The rain it raineth on Muswell Hill
And goes just where it oughta
Down to Hornsey and Wood Green
Till Tottenham's fulla water?
You've lost me, Grant. How does deculverting part of an existing water channel make it flood proof?
It seems to me that most of the time a culverted water channel, although a very large pipe, mostly operates like any small stream of water flowing downhill. With the difference that air above the water isn't accessible by small children falling in. Nor by idiots dumping rubbish.
When the volume and flow temporarily increases the "pipe" can become, in effect, partially blocked - by water. So water could in some extreme circumstances overflow the open surfaces at one or both ends.
Have I got this wrong? To declare an interest, we have a culverted branch of the Moselle at the bottom of our garden.
I thought the idea is to allow extra water to overflow into parkland - as has been done at Lordship Rec. Whereas if it's in a pipe there is only one way out, so it overflows at the entry points.
Sure, if there's parkland to contain the overflow. And if there isn't?
My amateur understanding is also that a culvert which is full may overflow at the entry point. But possibly at the exit as well, because the culvert again becomes an open surface stream.
If you haven't already seen them, Pam, I suggest taking a look at the Council's background documents. For our area in Tottenham Hale these still contain an aspiration to deculvert some branches of the Moselle where it passes between residential streets. (Carbuncle Passage is one example.) This includes homes where there have been rear garden extensions, non-permeable surfacing; and infill development.

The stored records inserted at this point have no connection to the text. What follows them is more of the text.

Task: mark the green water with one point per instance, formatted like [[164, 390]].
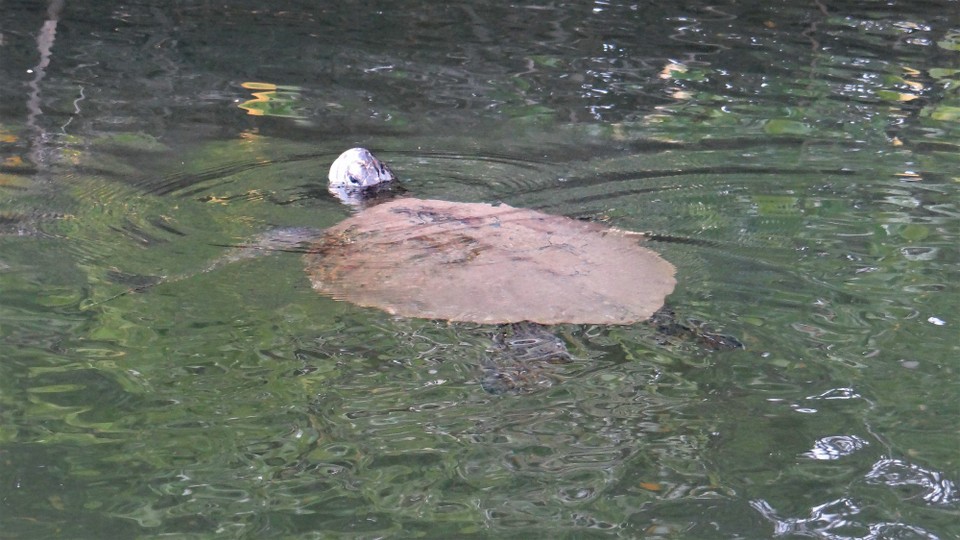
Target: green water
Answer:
[[797, 163]]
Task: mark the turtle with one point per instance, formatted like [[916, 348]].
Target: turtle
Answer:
[[465, 262], [479, 262], [522, 270]]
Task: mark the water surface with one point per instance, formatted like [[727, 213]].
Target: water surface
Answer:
[[797, 162]]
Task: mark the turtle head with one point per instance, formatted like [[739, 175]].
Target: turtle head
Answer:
[[357, 175], [357, 168]]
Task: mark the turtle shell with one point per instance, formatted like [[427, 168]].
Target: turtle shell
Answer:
[[491, 264]]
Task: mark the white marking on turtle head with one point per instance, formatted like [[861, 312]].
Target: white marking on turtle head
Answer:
[[357, 168]]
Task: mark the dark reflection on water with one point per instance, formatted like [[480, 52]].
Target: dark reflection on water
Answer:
[[795, 161]]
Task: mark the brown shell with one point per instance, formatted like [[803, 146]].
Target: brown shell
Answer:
[[488, 264]]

In our street a landlord has just applied to excavate a cellar.
Alan, enjoy the effluence of the affluent with luv from Claire and Joe.
I still think that Claire should come down from hill with her rubber plunger to Finsbury Park. The southernmost end of the road round the park floods regularly, creating a large pond and ending with mud.
I don't think its a plumbing problem at the moment: but its been a chronic problem after rainfall.
I suppose that for a concerted counter-action, we'll have to wait until one of Claire's Cabinet's concert-company customers complains.